Air Can Transfer Human Emotions to the Palm of Your Hand

Air Can Transfer Human Emotions to the Palm of Your Hand

We can sense pheromones, we can also sense love in the air during Valentine's Day. Imagine if you could actually sense emotions as personally as through the palm of your hand. With the help of an experimental system called Ultrahaptics, it is now possible.

Ultrahaptics can stimulate different areas of the hand to convey feelings of happiness, sadness, comfort, excitement, or even fear. Short, sharp bursts of air to the area around the thumb, index finger and middle part of the palm, for example, can generate feelings of excitement.

The study, presented at the CHI 2015 conference in South Korea, had one group of participants create patterns to describe the emotions evoked by five separate images: calm scenery with trees, white-water rafting, a graveyard, a car on fire, and a wall clock. The participants were allowed to pinpoint position, direction, frequency, intensity and duration of the emotions evoked by the images.
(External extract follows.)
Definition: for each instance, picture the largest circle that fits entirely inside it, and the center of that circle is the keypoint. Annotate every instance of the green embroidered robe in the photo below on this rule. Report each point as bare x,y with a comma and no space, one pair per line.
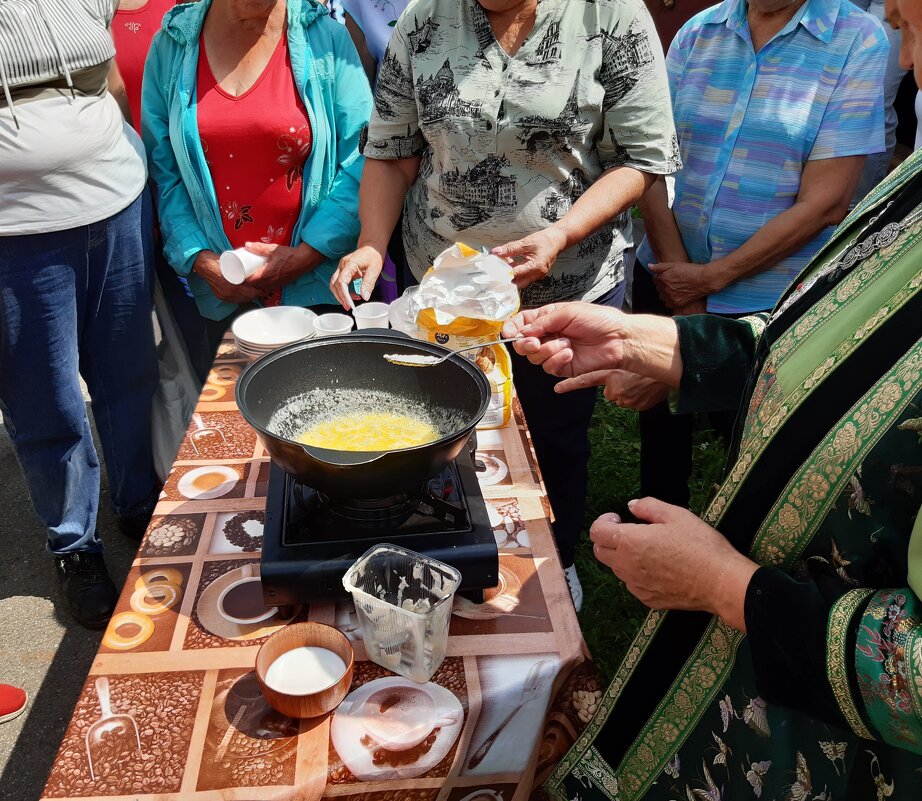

A completely different group was then able to select the simulations, created using air pressure on the palm of the viewer's hand, that represented the aforementioned images and the emotions associated with those images. Finally, the last group experienced the final 10 air pressure simulations narrowed down by the previous group. They were then asked to describe how well the simulations described the emotions evoked by each image. It was this final group that aided University of Sussex scientist Dr. Marianna Obrist, a lecturer at the Department of Informatics, to conclude that slow and moderate stimulation of the outer palm and the area around the pinky finger creates sad feelings.

The SenseX project spearheaded by Dr. Obrist aims to provide a multi-sensory framework for communication technology that can design richer technological experiences. Dr. Obrist hopes that in the future, this research will lead to more multi-faceted media experiences, such as 9-dimensional TVs that allow you to simulate tastes previewed on TV.

This new technology could also be the next new step in making long distance relationships more tolerable and even more exciting. While Skype and texting can help you communicate via words and video, this new technology could boost the potential between couples for intimacy.

As Obrist said:

“Imagine a couple that has just had a fight before going to work. While she is in a meeting she receives a gentle sensation transmitted through her bracelet on the right part of her hand moving into the middle of the palm. That sensation comforts her and indicates that her partner is not angry anymore.”

It will be an even more exciting innovation when the project expands to incorporate taste, smell and a more simulated touch.